Saturday, January 21, 2012

We all were appalled

Right off, last night CNN's Republican debate moderator John King asked Newt Gingrich about his ex-wife's new claim that he asked for an open marriage. Newt answered,
I think the destructive, vicious, negative nature of much of the news media makes it harder to govern this country, harder to attract decent people to run for public office. And I am appalled that you would begin a presidential debate on a topic like that. Every person in here knows personal pain. Every person in here has had someone close to them go through personal things. To take an ex-wife, and make it two days before the Primary, a significant question in a Presidential campaign, is as close to despicable as anything I can imagine.
Despite his admitting to having a weak imagination, this morning's coverage calls Newt's reply brilliantly calculated. What made it a hit was not so much Newt's words but rather (1) the timing of the exchange, (2) Newt's delivery, (3) King's freezing up, and (4) the audience's enthusiasm.

No doubt King thought his opening rhetorical situation a golden opportunity; he hoped to start with fireworks, embarrassing Newt by capitalizing on the big ABC tabloid interview with the ex-wife. But doing so created an even bigger rhetorical situation for Newt, one he seized with his customary bluster by rejecting the question on moral grounds.
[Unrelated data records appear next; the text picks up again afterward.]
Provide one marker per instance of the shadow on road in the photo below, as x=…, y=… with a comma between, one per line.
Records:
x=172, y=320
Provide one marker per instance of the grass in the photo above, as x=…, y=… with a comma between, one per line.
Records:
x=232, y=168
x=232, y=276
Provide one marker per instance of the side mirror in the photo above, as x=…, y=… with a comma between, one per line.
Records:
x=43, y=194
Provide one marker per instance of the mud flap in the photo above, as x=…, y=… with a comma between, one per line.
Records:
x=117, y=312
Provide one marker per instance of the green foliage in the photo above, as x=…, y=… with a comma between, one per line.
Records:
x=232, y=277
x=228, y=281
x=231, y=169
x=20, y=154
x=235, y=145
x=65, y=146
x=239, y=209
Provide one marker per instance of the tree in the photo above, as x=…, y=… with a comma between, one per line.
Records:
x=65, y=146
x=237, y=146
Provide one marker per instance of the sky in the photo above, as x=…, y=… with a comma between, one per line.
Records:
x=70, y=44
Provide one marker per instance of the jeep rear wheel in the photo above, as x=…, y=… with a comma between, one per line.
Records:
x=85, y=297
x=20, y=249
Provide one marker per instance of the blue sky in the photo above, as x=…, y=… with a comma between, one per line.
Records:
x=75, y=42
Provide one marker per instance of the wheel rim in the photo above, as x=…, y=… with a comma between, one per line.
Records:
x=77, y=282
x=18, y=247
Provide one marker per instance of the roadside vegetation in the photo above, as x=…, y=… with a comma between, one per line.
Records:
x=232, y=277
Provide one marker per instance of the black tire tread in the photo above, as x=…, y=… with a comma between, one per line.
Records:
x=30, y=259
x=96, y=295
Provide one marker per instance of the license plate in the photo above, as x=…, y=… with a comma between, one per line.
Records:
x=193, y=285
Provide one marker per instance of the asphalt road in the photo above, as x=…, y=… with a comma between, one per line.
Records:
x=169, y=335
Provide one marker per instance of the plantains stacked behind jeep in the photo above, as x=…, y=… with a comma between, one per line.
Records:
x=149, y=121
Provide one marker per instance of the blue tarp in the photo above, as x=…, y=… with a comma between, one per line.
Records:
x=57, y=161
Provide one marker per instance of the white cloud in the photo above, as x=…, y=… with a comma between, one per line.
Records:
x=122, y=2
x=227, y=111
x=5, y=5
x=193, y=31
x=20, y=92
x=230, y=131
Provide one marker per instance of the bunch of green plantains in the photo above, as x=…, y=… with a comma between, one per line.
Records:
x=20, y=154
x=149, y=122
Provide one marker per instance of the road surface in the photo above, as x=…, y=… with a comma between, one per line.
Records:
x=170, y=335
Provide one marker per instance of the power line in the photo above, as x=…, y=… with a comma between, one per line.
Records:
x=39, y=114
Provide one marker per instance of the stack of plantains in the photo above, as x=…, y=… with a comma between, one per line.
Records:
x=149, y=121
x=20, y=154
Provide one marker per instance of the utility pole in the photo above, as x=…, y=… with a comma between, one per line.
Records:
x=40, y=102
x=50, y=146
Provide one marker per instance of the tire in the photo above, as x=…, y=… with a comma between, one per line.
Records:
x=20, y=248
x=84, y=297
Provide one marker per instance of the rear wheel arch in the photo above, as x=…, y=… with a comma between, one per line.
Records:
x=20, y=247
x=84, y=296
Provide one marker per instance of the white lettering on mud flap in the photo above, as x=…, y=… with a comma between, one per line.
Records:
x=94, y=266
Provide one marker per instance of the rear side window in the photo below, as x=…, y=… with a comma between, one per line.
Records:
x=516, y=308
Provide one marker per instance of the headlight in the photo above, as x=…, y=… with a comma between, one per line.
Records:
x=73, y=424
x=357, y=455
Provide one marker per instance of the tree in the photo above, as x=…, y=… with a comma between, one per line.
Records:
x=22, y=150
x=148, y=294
That he got to do so right in the beginning, at the moment when anticipation and energy were peaking and ratings were highest, only magnified the exchange and created an immediate emotional outlet for the audience, who cheered Newt on as he chastised the media, the moderator.

Here we have a politician who publicly preaches values, from the party that owns family values, caught violating those values, claiming that he is morally above public inquiry into his values and his personal life.

The hypocrisy is plain as day, yet King fumbles on the opportunity, and Gingrich looks brilliant because he gets away with it.

Gingrich holds aloft his righteousness in his staccatoed indignation. He summons the dignity of the moment--a Presidential debate (a Primary debate)--a dignity due to such an event in abstraction, but not often felt in practice.

King could have countered along another route: Gingrich faults "the destructive, vicious, negative nature of much of the news media" while enjoying the destructive, vicious, negative nature of attacks hurled at candidate Romney by him and his Super PAC.

All this aside, what to make of Gingrich's appeal to "personal pain"? What pain? The pain of the divorce? And whose pain? His? The ex-wife's?

The answers don't matter. What matters is, What does the pain speak of? I'd venture that, for Gingrich, "pain" in this context is the pain we inflict and feel ourselves when confronted by personal failings. Gingrich has them in spades, but a candidate can't say so. Instead, "pain" is a code, a signifier of the unspeakable. Pain communicates to us without words and carries its own meaning. I'd venture further and say most his audience understands this, personal failings, even if they don't know it.

And if I'm right about what Gingrich is saying, I'd be tempted to see this as a product of his recent conversion to Catholicism, as his statement has in it an element of Confession.